The normal operation shows that the actual wind speed matched the value received at the control center. Thus, the output power measured is the actual output power of the wind turbine. Under the operation of a packet manipulation attack, the actual wind speed measurement and the data received at the SCADA control differ by a scale of the random multiplier. By manipulating the wind speed, the SCADA control becomes based on a fictitious value, which decides to turn on and off the turbine, creating frequency oscillation at the point of common coupling. It is worth highlighting that the frequency reached approximately 60.2 and 59.6 Hz, values that are beyond the acceptable operational limits [61]. This also affects the actual power measured from the turbine. The false information to the controller forces it to make false decisions like curtailing the output power, increasing the load demand, shutting down the turbine, or even shutting down the entire wind farm.

5. Discussion and Future Perspectives

In this paper, we performed a detailed analysis of CPS using a real-time simulator, with a focus on power system applications. To showcase the efficacy of the methodology and a description of the CPS security landscape, we examined four different modules—a distribution system operation and a SCADA system, and three cyber-attack scenarios. Each scenario is accompanied by pertinent background details, a mathematical formulation, and a discussion of the threat model and attack configurations involved. These case studies underwent simulation in both typical and atypical operating conditions to reveal their comprehensive effects on the entire system. The paper provides a comprehensive approach and valuable studies that provide guidelines for modeling threats in CPS. It also offers insights into designing, simulating, and evaluating detailed CPS models. The framework introduced in the paper is a valuable tool for conducting rigorous security analyses of CPS, ultimately contributing to a deeper and more thorough understanding of CPS security.
By building upon the existing foundation, our objective is to push the boundaries and unlock new possibilities for the framework, enabling more comprehensive and sophisticated assessments of CPS security.
  • Module 4.1 can be expanded to include dynamic reconfiguration and self-healing capabilities during faults and/or power blackout events.
  • Module 4.2 can incorporate multiple cyberattack scenarios, such as man-in-the-middle (MitM) attacks; false data injection attacks; vulnerability attacks; software-based attacks; passive attacks such as eavesdropping, port scanning, and network scanning; and signal intelligence attacks.
  • Module 4.3 can add wide-area synchro-phasor monitoring, protection, and control to simulate the loss of generation or load due to cyberattacks on power system frequency and/or voltages.
  • Module 4.4 can be further studied to develop simulation-aided risk assessments, real-time intrusion detection systems, and cyber defense mechanisms on DER-integrated smart grids.

6. Conclusions

The paper presents insight into the intrinsic correlation between the physical and cyber elements of the electric power system.
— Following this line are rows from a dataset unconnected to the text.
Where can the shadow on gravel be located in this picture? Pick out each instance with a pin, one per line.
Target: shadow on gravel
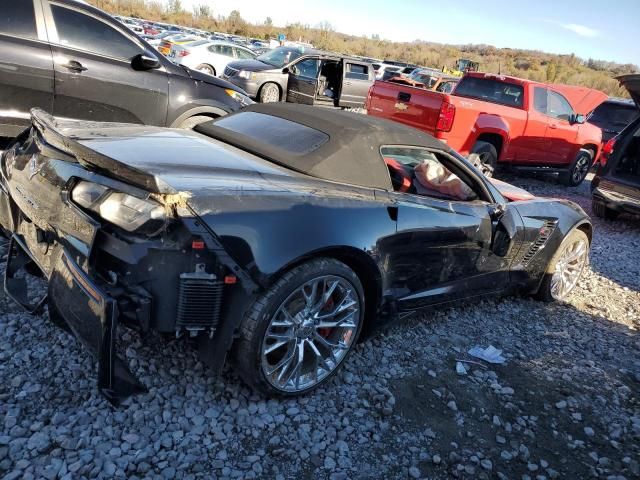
(559, 407)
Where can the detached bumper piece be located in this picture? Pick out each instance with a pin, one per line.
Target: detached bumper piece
(93, 318)
(199, 302)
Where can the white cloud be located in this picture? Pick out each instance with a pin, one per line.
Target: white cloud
(581, 30)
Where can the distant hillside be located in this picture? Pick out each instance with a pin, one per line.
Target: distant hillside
(531, 64)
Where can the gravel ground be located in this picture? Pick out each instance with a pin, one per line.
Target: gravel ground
(565, 404)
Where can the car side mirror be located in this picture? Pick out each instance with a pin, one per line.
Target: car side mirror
(145, 61)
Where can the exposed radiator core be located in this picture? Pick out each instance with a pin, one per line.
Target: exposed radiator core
(199, 302)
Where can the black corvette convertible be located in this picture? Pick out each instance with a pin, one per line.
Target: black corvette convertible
(276, 236)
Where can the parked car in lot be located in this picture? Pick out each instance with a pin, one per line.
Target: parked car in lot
(86, 65)
(613, 115)
(208, 56)
(616, 185)
(302, 75)
(496, 119)
(166, 43)
(275, 237)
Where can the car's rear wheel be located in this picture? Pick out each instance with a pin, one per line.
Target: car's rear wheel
(484, 157)
(578, 170)
(297, 334)
(269, 93)
(206, 68)
(565, 268)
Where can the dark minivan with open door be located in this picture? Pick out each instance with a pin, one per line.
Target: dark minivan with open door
(616, 186)
(302, 75)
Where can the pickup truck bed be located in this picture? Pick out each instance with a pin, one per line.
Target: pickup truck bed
(493, 119)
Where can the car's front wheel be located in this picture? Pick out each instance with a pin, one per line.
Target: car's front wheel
(269, 93)
(565, 268)
(297, 334)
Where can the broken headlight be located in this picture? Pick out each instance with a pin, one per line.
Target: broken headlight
(130, 213)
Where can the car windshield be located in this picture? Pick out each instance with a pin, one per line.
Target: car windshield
(280, 57)
(491, 90)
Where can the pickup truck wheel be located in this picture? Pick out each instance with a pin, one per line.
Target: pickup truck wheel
(578, 170)
(269, 93)
(484, 157)
(191, 122)
(297, 334)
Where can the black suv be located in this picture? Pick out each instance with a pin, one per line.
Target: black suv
(75, 61)
(616, 185)
(613, 115)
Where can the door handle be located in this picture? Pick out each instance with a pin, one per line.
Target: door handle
(74, 65)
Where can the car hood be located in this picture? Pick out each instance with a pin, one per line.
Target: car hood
(218, 82)
(583, 100)
(252, 66)
(632, 84)
(152, 158)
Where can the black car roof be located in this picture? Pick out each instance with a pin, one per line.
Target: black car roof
(348, 153)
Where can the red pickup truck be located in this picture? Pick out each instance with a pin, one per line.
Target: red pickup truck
(498, 119)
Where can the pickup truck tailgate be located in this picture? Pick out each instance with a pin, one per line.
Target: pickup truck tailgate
(412, 106)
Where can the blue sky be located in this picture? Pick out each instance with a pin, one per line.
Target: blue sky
(589, 28)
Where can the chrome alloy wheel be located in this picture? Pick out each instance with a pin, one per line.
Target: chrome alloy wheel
(569, 268)
(310, 334)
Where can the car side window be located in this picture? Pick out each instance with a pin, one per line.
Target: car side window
(81, 31)
(540, 100)
(426, 173)
(18, 18)
(357, 72)
(308, 68)
(243, 54)
(558, 106)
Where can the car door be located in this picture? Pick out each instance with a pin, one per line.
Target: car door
(26, 65)
(303, 81)
(94, 75)
(357, 78)
(561, 134)
(446, 247)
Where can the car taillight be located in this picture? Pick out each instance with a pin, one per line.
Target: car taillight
(446, 116)
(607, 150)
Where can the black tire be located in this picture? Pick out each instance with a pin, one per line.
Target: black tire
(191, 122)
(269, 93)
(206, 68)
(247, 351)
(545, 292)
(600, 210)
(484, 157)
(578, 170)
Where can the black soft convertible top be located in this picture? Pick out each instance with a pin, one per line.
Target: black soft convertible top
(341, 146)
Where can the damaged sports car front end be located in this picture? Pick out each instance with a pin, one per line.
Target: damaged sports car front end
(113, 253)
(275, 236)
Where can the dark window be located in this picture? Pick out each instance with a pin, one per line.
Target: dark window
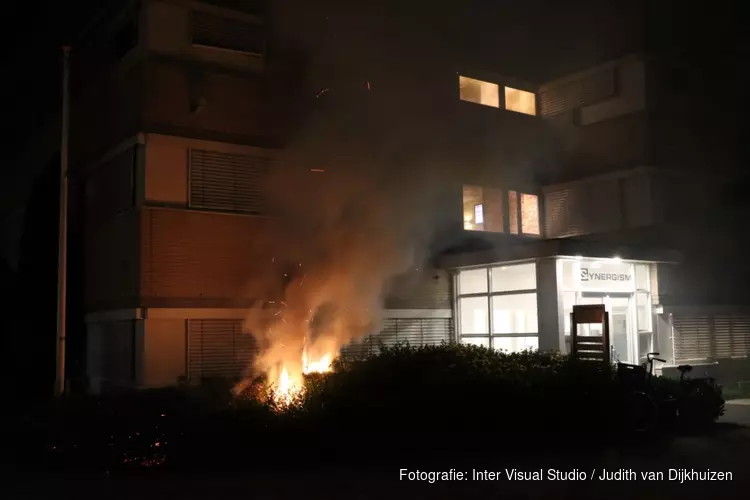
(255, 7)
(221, 32)
(125, 39)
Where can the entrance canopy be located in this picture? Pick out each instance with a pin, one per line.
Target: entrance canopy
(570, 247)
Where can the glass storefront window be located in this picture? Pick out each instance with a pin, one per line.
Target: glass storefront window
(515, 277)
(483, 209)
(643, 308)
(515, 344)
(513, 211)
(514, 313)
(645, 345)
(642, 281)
(569, 300)
(512, 317)
(472, 281)
(529, 214)
(474, 315)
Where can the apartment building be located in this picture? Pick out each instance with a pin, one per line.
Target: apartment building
(557, 194)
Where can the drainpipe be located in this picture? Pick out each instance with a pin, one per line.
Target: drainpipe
(62, 243)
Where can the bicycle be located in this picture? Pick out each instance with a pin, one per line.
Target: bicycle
(643, 405)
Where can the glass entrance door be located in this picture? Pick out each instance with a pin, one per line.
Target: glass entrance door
(620, 323)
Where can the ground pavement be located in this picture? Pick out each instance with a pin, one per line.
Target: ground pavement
(726, 450)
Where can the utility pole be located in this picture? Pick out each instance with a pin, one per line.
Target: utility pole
(62, 242)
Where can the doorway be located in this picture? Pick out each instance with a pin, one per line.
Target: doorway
(621, 323)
With the current widespread use of IEDs to support power system operation and the advancement of fast communication protocols and control actions, cybersecurity is critical to ensure reliability. However, to ensure security, it is first necessary to understand the malicious behaviors and their impact on the system’s performance. This study proposed and developed a complete cyber–physical testbed, with a focus on teaching and training industry professionals on different CPS aspects. The testbed was designed to demonstrate cyber vulnerabilities by simulating different cyberattacks in real-time power system models and actual IEDs. Different operational scenarios were developed and tested under different types of cyberattacks to analyze the response and performance of the system under intrusions. The specific outcomes of these operations scenarios are:
  • A protection study on the distribution system was carried out to demonstrate the operation of protection devices and the SCADA system.
  • A DOS attack for a wired network and the jammer attack for a wide-area wireless network on a wind farm SCADA operation with the demonstration of node failure and missing packets was carried out.
  • The manipulation of phasor signals showed how data from PMUs at remote locations can be manipulated to interrupt wide-area system monitoring.
  • The final module on wind power plant operation showed the impact of false data injection in control variables and a DOS attack on wind turbine actuators. Results were observed as the misguided SCADA operation was reflected by loss of generation at a larger scale.
  • Using secured broadcasting capable of detecting DoS and jamming mechanisms will aid in the design of highly resilient SCADA systems for emerging smart grids that can mitigate cyberattacks while achieving high-level availability.
The proposed modules provide vital insights into information security management, secured communication architecture, system and device security, and software-based attestation. However, the initial assumption was made that the cyber intruder was already within the control network without stating how the intruder gained access to the network. The study also lacks a description and analysis of defense mechanisms. However, further research can be carried out to develop and test cyber-mitigation algorithms using the existing testbed. The testbed also provides flexibility to add the concept of software-defined networking, machine learning for attack detection, adaptive defensive strategies, port management, password rotation, etc. This testbed has already been used to train more than 100 students and industry professionals over 2 years through a Texas Workforce Grant, and it is expected that the development of this testbed will support and encourage advancements in training, teaching, and developing CPS solutions in other institutions. Moreover, the testbed also provides an interoperable platform to implement and test different industry-standard cyber–physical security solutions.

Author Contributions

Conceptualization, M.C. and R.B.; methodology, R.B. and K.S.; software, R.B.; validation, R.B., K.S. and M.C.; formal analysis, R.B., K.S. and R.S.; investigation, R.B. and K.S.; resources, R.S.; data curation, R.S.; writing—original draft preparation, R.B.; writing—review and editing, M.C. and K.S.; visualization, K.S.; supervision, S.B. and M.C.; project administration, S.B. and M.C.; funding acquisition, S.B. and M.C. All authors have read and agreed to the published version of the manuscript.

Funding

This research was funded by the Texas Workforce under the Wagner Peyser Program, award number W912HQ20C0022.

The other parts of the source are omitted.